Lysosomes are becoming increasingly recognized as a hub that integrates diverse signals in order to control multiple aspects of cell physiology. This is illustrated by the discovery of a growing number of lysosome-localized proteins that respond to changes in growth factor and nutrient availability to regulate mTORC1 signaling as well as the identification of MiT/TFE transcription factors (MITF, TFEB and TFE3) as proteins that shuttle between lysosomes and the nucleus to elicit a transcriptional response to ongoing changes in lysosome status. These findings have been paralleled by advances in human genetics that connect mutations in genes involved in lysosomal signaling to a broad range of human illnesses ranging from cancer to neurological disease. This review summarizes these new discoveries at the interface between lysosome cell biology and human disease.
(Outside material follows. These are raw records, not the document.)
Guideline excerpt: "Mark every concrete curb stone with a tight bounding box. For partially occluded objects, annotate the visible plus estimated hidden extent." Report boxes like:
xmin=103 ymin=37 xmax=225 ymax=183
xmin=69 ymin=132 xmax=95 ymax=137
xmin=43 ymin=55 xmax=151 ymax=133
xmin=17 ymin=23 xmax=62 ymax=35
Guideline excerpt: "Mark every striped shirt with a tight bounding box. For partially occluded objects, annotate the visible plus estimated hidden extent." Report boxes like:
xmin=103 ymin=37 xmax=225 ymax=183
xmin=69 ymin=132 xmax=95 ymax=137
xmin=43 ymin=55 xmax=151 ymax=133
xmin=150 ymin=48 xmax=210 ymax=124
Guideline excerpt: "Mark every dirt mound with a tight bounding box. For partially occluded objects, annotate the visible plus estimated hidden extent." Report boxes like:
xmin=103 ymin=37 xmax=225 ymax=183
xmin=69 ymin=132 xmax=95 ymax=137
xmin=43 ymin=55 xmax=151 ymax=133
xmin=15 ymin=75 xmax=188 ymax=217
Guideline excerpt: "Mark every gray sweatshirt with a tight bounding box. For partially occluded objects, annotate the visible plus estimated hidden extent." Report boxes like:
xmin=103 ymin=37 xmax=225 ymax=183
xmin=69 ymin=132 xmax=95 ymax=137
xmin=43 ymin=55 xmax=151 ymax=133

Figure 1. Multiple signals converge on the surface of lysosomes to regulate mTORC1 activity

A) Confocal imaging reveals the dramatic recruitment of mTOR (green) to lysosomes (LAMP1, red) following the acute re-feeding (20 minutes) of amino acid starved (2 hours) HeLa cells (scale bar = 10μm, Image provided by Agnes Roczniak-Ferguson). B) This schematic diagram depicts key lysosome localized proteins that coordinate the regulation of mTORC1 activity in response to ongoing changes in nutrient, energy and growth factor availability. Proteins or protein complexes that positively and negatively contribute to mTORC1 activity are shaded green and red respectively. Arrows indicate the actions of specific proteins/protein complexes on their immediate downstream targets (pointed arrows = stimulation of target; blunt arrows = inhibition of target). “AA” indicates sites that have been identified as targets of regulation by amino acid availability.

Figure 2. MiT/TFE transcription factors are regulated by Rag GTPases via both direct and mTORC1-dependent mechanisms

This schematic diagram summarizes the synergistic regulation of MiT/TFE transcription factors by Rag GTPases through both the direct Rag-MiT/TFE interactions that recruit these transcription factors to lysosomes as wells as the role played by the Rags in the activation of mTORC1 and subsequent MiT/TFE phosphorylation. In contrast, mTORC1 targets involved in the regulation of translation and autophagy do not exhibit direct Rag interactions. Green arrows = positive regulation; Red arrows = inhibition.